En son girdiğimiz odadan çıkacakken yaklaşan ayak seslerini duyuyoruz. Kapıyı kilitliyoruz hemen. Önüne bir masa çekiyoruz, bir masa ve başka ne bulursak. Burada sıkıştık kaldık.

“Ne yapacağız?”

“Keşke adamı bayıltmadan önce sorsaydınız bu soruyu Nilüfer Hanım.” Ofluyor.

“Bir şeyler bulabilseydik hiç değilse polisi arardık. Şimdi polis baskın yapsa adamların izine sittin sene ulaşamayız.” Bir şeyler bulsaydık? Bir şeyler bulsaydık. Ne yapacağımı biliyorum sanırım.

“Nilüfer Hanım. Size bir şey söylemem gerekiyor. Belki bu size çılgınca gelecek. Ama bana güvenebilirsiniz.”

“Nedir?”

“Benim bir yeteneğim var.”

“Çetenin hakkından gelecek türden bir yetenek mi? Dövüş sanatı mı biliyorsunuz yoksa.” Sinirden gülüyor.

“Nilüfer Hanım, lütfen beni dinleyin. Her gün günde bir saat daha önce yaşadığım bir ânı tekrar yaşayabiliyorum.” Anlamsız bir ifadeyle yüzüme bakıyor. Devam ediyorum.

“Yaşadığım ânı değiştiremiyorum ancak zihnim oldukça canlı. Şimdiki zihnimle o ânı tekrar yaşıyorum.”

“Servet bey delirdiğinizi düşünmeye başlayacağım.

“Hayır delirmedim. Bakın Nilüfer hanım. Bunu daha önce de yaptım. Her gün yapıyorum. Belki gazeteden çalışanlar günün belli bir vaktinde hiçbir şekilde odamdan çıkmadığımdan bahsetmiştir size. O gün beni arayıp ulaşamadığınızda da geçmişten bir ânı tekrar yaşıyordum.”

“Bundan daha önce neden bahsetmediniz o hâlde?”

“Henüz tanıştığım birine böyle bir durumu nasıl anlatabilirdim? Kimse bilmiyor. İlk kez size söylüyorum.” Odada aşağı yukarı yürümeye başladı. Bir miktar ikna olmuş gözüküyordu.

“Eğer hiçbir şeyi değiştiremiyorsanız bunun bize ne gibi bir faydası olacak?”

“Değişiklik yapamam belki ama gözden kaçırdığımız neyse onu bulabilirim. Sizden sadece sakin olmanızı bekliyorum. Uzun sürmeyecek. Ben gözlerimi kapadıktan sonra yirmi dakika dayanın.” Odanın bir köşesinde duran sopalardan birini alıp eline tutuşturuyorum.

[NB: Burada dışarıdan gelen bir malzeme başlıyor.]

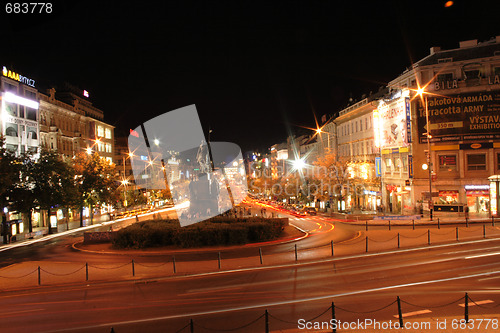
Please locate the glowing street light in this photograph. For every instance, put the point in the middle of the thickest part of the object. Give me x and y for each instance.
(423, 96)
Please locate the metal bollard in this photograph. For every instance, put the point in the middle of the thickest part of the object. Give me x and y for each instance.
(466, 307)
(400, 313)
(334, 320)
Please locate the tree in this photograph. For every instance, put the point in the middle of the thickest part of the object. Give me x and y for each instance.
(96, 181)
(9, 176)
(332, 176)
(53, 181)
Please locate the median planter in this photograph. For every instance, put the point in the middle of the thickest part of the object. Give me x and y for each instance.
(98, 237)
(215, 232)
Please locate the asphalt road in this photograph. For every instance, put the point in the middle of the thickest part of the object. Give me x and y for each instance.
(424, 278)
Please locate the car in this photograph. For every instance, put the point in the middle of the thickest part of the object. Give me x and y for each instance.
(309, 211)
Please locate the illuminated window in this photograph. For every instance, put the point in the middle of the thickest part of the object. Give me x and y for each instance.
(447, 162)
(100, 131)
(476, 162)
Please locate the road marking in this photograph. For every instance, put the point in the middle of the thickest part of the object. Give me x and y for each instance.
(488, 301)
(491, 278)
(414, 313)
(270, 304)
(483, 255)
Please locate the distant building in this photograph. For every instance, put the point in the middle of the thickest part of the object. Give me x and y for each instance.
(464, 108)
(70, 124)
(19, 112)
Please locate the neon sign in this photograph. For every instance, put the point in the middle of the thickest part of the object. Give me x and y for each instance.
(15, 76)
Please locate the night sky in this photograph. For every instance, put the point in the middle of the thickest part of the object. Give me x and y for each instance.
(255, 70)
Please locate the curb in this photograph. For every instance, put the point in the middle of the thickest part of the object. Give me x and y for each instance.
(75, 247)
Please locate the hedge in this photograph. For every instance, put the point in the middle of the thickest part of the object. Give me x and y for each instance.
(214, 232)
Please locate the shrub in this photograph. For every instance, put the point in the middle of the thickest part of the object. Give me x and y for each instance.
(217, 231)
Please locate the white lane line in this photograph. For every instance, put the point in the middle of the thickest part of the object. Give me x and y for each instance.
(414, 313)
(491, 278)
(487, 301)
(270, 304)
(483, 255)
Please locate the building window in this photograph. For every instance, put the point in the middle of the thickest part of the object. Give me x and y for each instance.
(476, 162)
(30, 114)
(472, 74)
(388, 164)
(444, 77)
(448, 162)
(11, 129)
(397, 165)
(11, 109)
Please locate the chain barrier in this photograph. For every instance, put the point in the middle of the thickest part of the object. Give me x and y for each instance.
(117, 267)
(441, 234)
(282, 320)
(182, 329)
(56, 274)
(484, 307)
(152, 266)
(434, 307)
(230, 329)
(414, 237)
(382, 241)
(19, 277)
(365, 312)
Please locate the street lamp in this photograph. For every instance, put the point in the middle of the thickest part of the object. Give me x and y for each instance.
(420, 92)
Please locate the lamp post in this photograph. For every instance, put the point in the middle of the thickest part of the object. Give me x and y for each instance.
(421, 92)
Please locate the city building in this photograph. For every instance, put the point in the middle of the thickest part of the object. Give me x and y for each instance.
(461, 91)
(357, 152)
(19, 112)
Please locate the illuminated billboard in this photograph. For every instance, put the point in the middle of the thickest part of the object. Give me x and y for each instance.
(470, 116)
(392, 123)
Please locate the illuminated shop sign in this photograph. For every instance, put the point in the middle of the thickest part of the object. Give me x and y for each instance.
(469, 116)
(16, 76)
(392, 123)
(477, 187)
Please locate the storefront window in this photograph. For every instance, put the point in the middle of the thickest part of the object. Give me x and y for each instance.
(388, 165)
(448, 197)
(478, 198)
(476, 162)
(447, 162)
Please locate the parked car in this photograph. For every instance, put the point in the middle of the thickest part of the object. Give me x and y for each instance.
(309, 211)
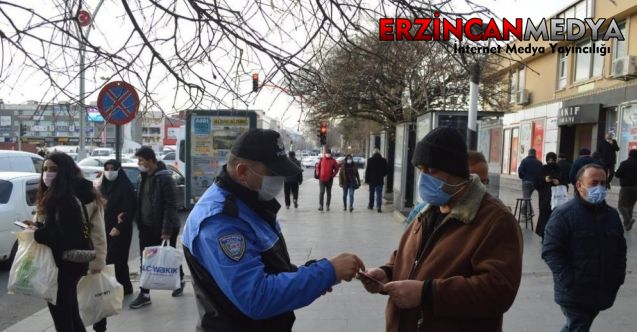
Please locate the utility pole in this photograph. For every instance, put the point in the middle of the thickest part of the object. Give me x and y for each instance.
(472, 123)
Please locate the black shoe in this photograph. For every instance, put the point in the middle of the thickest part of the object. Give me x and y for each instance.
(140, 301)
(179, 291)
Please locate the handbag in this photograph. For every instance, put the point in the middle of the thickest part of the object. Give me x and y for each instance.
(82, 255)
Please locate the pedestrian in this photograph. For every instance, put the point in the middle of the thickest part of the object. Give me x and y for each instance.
(156, 212)
(67, 212)
(608, 152)
(467, 274)
(375, 172)
(292, 183)
(477, 165)
(349, 180)
(627, 174)
(585, 158)
(584, 247)
(327, 170)
(241, 270)
(548, 178)
(565, 167)
(528, 172)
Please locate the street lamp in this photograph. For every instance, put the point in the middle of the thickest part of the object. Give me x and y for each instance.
(82, 149)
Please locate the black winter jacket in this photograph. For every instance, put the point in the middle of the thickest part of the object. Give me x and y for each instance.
(163, 199)
(585, 248)
(376, 170)
(627, 173)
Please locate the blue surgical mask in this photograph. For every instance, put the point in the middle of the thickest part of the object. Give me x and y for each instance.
(596, 194)
(430, 190)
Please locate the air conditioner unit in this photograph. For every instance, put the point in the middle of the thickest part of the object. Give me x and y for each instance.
(625, 68)
(522, 97)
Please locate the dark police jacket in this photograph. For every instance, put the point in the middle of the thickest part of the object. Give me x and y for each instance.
(241, 270)
(585, 248)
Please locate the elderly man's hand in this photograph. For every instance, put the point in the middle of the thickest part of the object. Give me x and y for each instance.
(406, 294)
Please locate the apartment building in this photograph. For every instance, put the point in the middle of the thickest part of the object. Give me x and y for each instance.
(559, 102)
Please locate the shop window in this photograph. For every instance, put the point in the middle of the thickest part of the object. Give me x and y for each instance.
(562, 72)
(588, 65)
(620, 47)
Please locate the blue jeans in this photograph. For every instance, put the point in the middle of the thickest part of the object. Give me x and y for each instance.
(578, 320)
(349, 188)
(378, 190)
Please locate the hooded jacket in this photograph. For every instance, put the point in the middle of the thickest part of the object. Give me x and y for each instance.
(163, 198)
(471, 265)
(376, 170)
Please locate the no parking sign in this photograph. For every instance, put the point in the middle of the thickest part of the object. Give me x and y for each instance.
(118, 102)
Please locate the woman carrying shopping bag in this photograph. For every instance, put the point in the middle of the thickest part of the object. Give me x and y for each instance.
(119, 193)
(67, 209)
(549, 177)
(349, 180)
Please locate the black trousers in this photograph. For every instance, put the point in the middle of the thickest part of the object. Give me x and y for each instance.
(325, 186)
(150, 236)
(291, 187)
(66, 312)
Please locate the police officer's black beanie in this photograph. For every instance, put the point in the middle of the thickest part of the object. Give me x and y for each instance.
(444, 148)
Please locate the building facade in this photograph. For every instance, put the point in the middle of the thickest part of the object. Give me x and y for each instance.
(562, 102)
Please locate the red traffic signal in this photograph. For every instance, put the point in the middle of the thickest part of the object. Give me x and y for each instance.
(255, 82)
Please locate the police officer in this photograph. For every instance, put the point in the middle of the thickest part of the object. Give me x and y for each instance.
(240, 266)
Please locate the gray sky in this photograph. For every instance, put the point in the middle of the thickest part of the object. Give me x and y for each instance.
(28, 87)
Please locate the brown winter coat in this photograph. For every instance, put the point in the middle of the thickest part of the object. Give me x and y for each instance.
(474, 262)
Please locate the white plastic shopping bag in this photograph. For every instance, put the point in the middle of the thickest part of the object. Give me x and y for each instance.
(558, 196)
(160, 267)
(33, 271)
(99, 296)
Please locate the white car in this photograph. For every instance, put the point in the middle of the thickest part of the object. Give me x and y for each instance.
(309, 162)
(18, 196)
(20, 161)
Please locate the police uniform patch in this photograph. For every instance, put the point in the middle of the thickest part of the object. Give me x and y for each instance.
(233, 245)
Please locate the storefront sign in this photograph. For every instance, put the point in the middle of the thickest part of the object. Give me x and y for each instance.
(571, 115)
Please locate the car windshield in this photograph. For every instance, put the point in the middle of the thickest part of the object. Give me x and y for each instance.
(5, 191)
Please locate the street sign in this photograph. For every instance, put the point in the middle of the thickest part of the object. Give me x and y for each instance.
(118, 103)
(84, 18)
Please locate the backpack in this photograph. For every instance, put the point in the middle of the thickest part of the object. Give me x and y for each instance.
(317, 170)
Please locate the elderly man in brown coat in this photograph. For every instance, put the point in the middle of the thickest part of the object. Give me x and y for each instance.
(458, 266)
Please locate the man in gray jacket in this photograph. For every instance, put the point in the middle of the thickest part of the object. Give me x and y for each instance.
(156, 215)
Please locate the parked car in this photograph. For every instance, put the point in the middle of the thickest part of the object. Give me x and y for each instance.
(132, 171)
(102, 152)
(20, 161)
(99, 161)
(309, 162)
(18, 194)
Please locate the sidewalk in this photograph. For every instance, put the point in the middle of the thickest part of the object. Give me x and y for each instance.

“Metanetli olun. Size hiçbir şey olmayacak inşallah. Yirmi dakika sonra polisi arayın. O zamana belgelerin yerini öğrenmiş olacağım.” Başıyla onaylıyor beni. Güçlü gözükmeye çabalıyor ama korkudan titreyen gözleri onu ele veriyor. Gözlerimi kapatıyorum.

Gözlerimi açıyorum. Binanın girişinde cüsseli bir adam karşılıyor bizi. Elindeki defterden randevumuzu doğruladıktan sonra Cemil Çakmak’ın odasına götürüyor. Odadan girince kristal avizeyi görüyorum ilk. Avizede dikkat çeken bir şey yok. Sağımızda Gece Kuşları tablosu asılı.. Cemil Çakmak deri koltuğunda oturuyor. Hemen önünde mermer bir masa var. Masanın üstünde üç beş belge var. Masada ya da masanın çekmecesinde olamaz. Bu kadar göz önünde değildir. Yerdeki Milas halının desenlerine daha bir dikkatle bakıyorum bu defa. Bir önemi yok belki ama ne görürsem incelemek istiyorum. Hiçbir şeyi kaçıramam. Cemil Çakmak ile aynı diyaloglar yaşanıyor. Odadan çıkarken fark ediyorum. Girişte dikkatimi çekmişti. Tablo. Gözlerimi kapıyorum.

Gözlerimi açıyorum. Başımda avukat hanımla birlikte birkaç kişi daha var. Polisler ve sağlık çalışanları. “Tablo” diyorum. “Tabloya bakın. Cemil Çakmak’ın odasında.” Polisler önden biz onların arkasından gidiyoruz. Tabloyu yerinden kaldırdıklarında boş duvar duruyor. Hiçbir şey yok dercesine bana bakarlarken kâğıdı yırtıyorum. Kâğıdın arkasında bir çelik kasa var. Polisler dahil herkes çok şaşırıyor.

VI.

Gazetemiz Farabi Çetesi baskınını haber yaptıktan sonra birkaç yerden teklif alıyorum. Yerel gazete de olsa bırakmaya niyetim yok. Nilüfer Hanım da bürosundan ayrılıp bireysel çalışmaya başlıyor. Sanırım bundan sonra ikimiz daha yakın olacağız.